Re: Aggregate class: a first-attempt

Honza Král Fri, 23 Feb 2007 07:12:57 -0800

On 2/23/07, Tim Chase <[EMAIL PROTECTED]> wrote:
>
> >>>>>> quseryset = Model.objects.all()
> >>>>>> queryset.aggregate( ( 'name', 'city' ), sum=( 'pay',
> >>> 'some_other_field' ), avg=( 'pay', 'age' ), count=True )
> >> I like this calling interface as an alternate method for its
> >> fine-tuned control, but there are times it would be nice to not
> >> have to have such tight coupling between the model and the
> >> aggregation.  Otherwise, a change in the model requires not only
> >> a change in the template to make use of the results, but in the
> >> view (to request various aggregate functions) to add the desired
> >> aggregation functions.
> >
> > yes, and that is how it should be in my opinion.
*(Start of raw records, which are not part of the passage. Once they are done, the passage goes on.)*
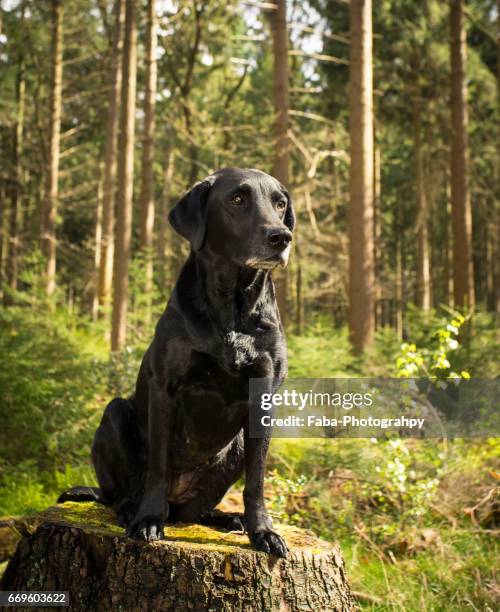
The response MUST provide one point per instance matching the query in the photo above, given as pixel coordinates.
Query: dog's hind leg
(81, 494)
(211, 485)
(118, 458)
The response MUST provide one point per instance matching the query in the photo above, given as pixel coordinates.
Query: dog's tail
(81, 494)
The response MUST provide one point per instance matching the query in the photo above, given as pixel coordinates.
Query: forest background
(384, 123)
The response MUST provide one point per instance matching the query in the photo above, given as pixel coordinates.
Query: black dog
(173, 449)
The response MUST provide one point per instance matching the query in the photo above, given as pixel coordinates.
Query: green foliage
(51, 379)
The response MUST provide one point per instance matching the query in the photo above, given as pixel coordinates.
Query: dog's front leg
(258, 522)
(153, 510)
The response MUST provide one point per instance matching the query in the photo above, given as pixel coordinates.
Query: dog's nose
(279, 238)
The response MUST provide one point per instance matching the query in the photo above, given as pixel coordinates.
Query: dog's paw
(270, 542)
(126, 513)
(146, 528)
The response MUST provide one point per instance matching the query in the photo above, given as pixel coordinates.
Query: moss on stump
(79, 548)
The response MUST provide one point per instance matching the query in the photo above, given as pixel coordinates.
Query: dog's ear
(289, 219)
(189, 215)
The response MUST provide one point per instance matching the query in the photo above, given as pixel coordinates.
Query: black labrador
(174, 448)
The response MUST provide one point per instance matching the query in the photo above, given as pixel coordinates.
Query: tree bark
(279, 32)
(81, 550)
(98, 247)
(125, 181)
(423, 257)
(360, 214)
(109, 189)
(48, 242)
(463, 272)
(15, 203)
(162, 227)
(147, 205)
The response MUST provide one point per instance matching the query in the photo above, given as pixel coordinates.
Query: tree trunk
(463, 273)
(15, 203)
(423, 262)
(277, 21)
(48, 242)
(98, 247)
(162, 226)
(147, 204)
(377, 233)
(108, 201)
(360, 215)
(496, 212)
(125, 181)
(78, 548)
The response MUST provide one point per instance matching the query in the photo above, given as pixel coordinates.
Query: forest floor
(418, 521)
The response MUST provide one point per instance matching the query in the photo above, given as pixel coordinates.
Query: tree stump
(79, 548)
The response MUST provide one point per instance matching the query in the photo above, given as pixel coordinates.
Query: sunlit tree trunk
(360, 216)
(16, 183)
(377, 232)
(109, 183)
(495, 272)
(423, 258)
(277, 21)
(463, 275)
(147, 205)
(48, 242)
(162, 227)
(98, 247)
(125, 181)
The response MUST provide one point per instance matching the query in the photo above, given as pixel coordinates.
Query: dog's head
(244, 215)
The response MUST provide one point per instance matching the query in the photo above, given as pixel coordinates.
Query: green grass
(63, 394)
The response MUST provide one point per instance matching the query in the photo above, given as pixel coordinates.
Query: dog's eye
(237, 200)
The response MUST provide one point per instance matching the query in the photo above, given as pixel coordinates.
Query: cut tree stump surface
(79, 548)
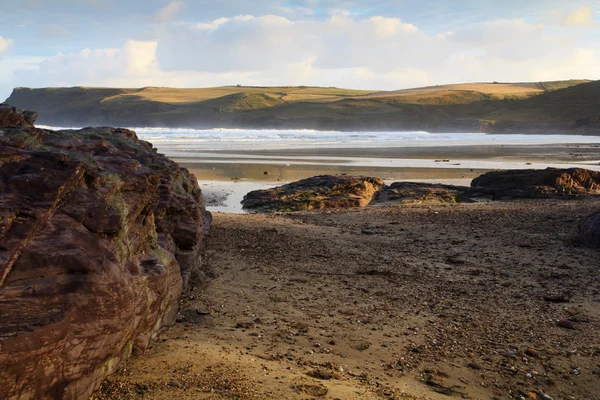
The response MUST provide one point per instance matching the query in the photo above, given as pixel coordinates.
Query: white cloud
(583, 16)
(5, 44)
(169, 11)
(580, 17)
(344, 51)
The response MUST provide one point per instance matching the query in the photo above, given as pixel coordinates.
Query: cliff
(98, 235)
(568, 107)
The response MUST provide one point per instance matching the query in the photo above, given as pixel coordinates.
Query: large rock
(589, 230)
(324, 191)
(532, 183)
(9, 116)
(421, 193)
(98, 235)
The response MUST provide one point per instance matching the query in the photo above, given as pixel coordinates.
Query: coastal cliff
(565, 107)
(99, 235)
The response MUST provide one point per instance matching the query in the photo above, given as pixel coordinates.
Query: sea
(175, 141)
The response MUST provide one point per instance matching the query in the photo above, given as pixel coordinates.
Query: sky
(361, 44)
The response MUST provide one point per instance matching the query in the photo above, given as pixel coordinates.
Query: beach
(479, 301)
(226, 175)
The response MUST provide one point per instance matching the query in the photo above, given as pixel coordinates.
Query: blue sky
(386, 44)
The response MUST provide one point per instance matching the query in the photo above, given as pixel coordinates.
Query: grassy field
(529, 107)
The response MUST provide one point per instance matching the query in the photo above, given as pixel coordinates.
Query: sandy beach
(226, 176)
(437, 302)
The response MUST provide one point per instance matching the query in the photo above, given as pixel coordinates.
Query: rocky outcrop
(418, 192)
(98, 235)
(323, 191)
(531, 183)
(589, 230)
(327, 191)
(9, 116)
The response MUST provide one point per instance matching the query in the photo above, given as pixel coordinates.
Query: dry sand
(436, 302)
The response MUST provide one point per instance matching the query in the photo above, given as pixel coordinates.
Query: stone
(421, 193)
(97, 231)
(318, 192)
(589, 231)
(532, 183)
(10, 117)
(563, 323)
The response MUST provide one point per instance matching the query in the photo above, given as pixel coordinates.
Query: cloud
(5, 44)
(580, 17)
(341, 50)
(169, 11)
(583, 16)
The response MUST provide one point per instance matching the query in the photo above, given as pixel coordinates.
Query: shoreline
(226, 175)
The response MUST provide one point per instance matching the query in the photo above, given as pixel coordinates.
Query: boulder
(532, 183)
(10, 117)
(589, 231)
(98, 235)
(419, 192)
(323, 191)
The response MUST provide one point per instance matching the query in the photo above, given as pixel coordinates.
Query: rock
(417, 192)
(98, 234)
(556, 298)
(360, 345)
(10, 117)
(474, 365)
(589, 231)
(244, 325)
(318, 192)
(563, 323)
(531, 352)
(532, 183)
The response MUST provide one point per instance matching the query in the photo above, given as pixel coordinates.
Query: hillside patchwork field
(542, 107)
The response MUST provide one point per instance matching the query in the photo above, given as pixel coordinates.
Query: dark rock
(531, 352)
(244, 325)
(589, 231)
(417, 192)
(531, 183)
(474, 365)
(556, 298)
(10, 117)
(96, 233)
(323, 191)
(563, 323)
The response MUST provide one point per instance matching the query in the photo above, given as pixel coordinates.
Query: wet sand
(226, 177)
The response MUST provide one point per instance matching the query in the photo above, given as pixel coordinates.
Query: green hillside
(542, 107)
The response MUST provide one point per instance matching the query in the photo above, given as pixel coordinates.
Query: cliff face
(98, 235)
(570, 109)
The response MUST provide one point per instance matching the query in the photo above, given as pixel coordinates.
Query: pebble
(563, 323)
(474, 365)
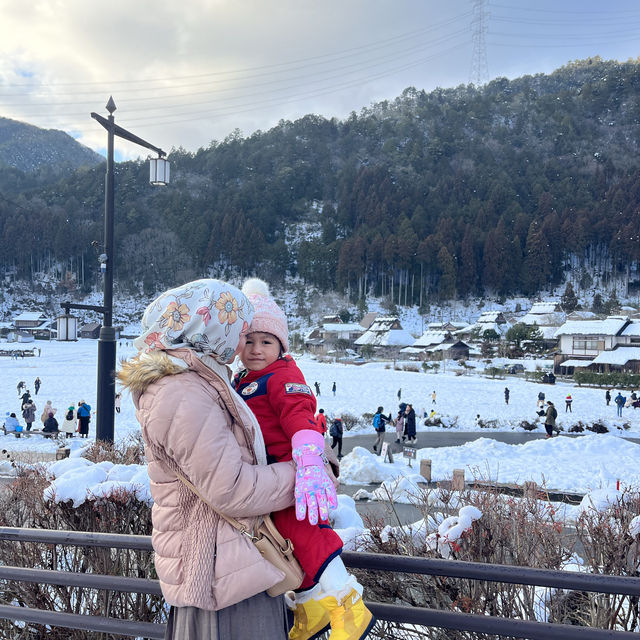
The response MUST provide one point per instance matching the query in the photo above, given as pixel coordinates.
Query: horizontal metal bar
(84, 622)
(75, 538)
(493, 625)
(624, 585)
(86, 580)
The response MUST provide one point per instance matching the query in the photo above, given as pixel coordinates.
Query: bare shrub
(122, 512)
(610, 549)
(349, 420)
(514, 531)
(128, 451)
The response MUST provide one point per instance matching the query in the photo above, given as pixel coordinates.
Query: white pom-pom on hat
(255, 287)
(268, 316)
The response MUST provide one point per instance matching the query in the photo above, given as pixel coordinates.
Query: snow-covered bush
(119, 507)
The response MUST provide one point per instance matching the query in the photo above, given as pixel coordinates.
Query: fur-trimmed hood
(139, 373)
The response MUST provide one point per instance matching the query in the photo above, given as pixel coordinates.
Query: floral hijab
(204, 315)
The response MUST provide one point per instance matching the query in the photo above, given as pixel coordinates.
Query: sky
(183, 74)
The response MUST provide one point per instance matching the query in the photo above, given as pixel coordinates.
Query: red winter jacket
(282, 402)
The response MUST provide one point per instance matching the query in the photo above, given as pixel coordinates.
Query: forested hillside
(498, 189)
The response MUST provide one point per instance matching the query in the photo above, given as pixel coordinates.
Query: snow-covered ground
(595, 461)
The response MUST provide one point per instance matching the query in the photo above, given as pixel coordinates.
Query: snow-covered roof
(431, 337)
(575, 363)
(341, 327)
(548, 333)
(29, 316)
(618, 356)
(632, 330)
(489, 317)
(389, 338)
(543, 319)
(542, 308)
(608, 327)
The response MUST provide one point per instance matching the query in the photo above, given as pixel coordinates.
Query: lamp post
(107, 339)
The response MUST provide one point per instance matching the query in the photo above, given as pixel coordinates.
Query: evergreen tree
(569, 299)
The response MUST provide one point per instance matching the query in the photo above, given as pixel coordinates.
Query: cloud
(184, 73)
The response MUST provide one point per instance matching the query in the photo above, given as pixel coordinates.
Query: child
(276, 391)
(400, 422)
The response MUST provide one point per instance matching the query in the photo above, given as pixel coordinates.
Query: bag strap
(232, 521)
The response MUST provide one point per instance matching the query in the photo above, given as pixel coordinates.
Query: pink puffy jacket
(190, 425)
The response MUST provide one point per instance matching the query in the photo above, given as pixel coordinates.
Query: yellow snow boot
(350, 619)
(310, 618)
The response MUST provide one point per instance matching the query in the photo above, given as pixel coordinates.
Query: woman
(195, 426)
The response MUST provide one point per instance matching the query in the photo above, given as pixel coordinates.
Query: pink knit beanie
(268, 316)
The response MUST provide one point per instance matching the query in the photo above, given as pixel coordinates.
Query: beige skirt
(260, 616)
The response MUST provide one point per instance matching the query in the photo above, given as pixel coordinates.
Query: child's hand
(314, 491)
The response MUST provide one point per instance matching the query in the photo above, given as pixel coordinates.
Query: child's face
(261, 350)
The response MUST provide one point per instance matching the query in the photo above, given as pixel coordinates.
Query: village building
(612, 344)
(385, 337)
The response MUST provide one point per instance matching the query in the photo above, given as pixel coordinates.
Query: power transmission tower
(479, 66)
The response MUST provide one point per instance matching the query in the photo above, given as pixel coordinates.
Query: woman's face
(260, 350)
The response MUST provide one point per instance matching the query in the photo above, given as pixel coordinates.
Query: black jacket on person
(50, 425)
(410, 423)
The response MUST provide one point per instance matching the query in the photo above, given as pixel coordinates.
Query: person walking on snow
(619, 400)
(275, 390)
(410, 424)
(379, 421)
(400, 422)
(336, 432)
(550, 419)
(321, 421)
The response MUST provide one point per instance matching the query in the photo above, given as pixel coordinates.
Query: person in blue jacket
(84, 416)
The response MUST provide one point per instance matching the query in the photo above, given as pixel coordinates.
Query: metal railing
(376, 562)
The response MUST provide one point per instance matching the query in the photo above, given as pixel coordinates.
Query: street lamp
(107, 339)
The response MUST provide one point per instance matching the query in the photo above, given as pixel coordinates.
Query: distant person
(321, 421)
(69, 423)
(379, 422)
(50, 426)
(550, 419)
(10, 423)
(48, 408)
(568, 401)
(400, 422)
(29, 413)
(410, 424)
(619, 400)
(84, 417)
(335, 431)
Why have the database
> > calculate stuff you don't want?
>
> My line of reasoning for allowing it to default to everything
> would be the same reason that you can simply call .all() and get
> all the fields rather than calling something crazy like
>
> .all(model.field1, model.field3, model.field7)


this is something completely different - it is easier for the db to
just take all the fields

>
> to just selectively bring back the three fields that you "know"
> you want.  It gives the template designer access to any of the
> fields without needing to resort to involving the coder to make
> changes to the view.  Any good database will not require a
> table/hash-scan for each aggregate, but will gather the aggregate
> stats in a single pass, so the cost of doing N fields vs doing
> N+1 fields is barely noticeable.  And since N is bounded by the
> number of fields in the model, this isn't apt to grow out of control.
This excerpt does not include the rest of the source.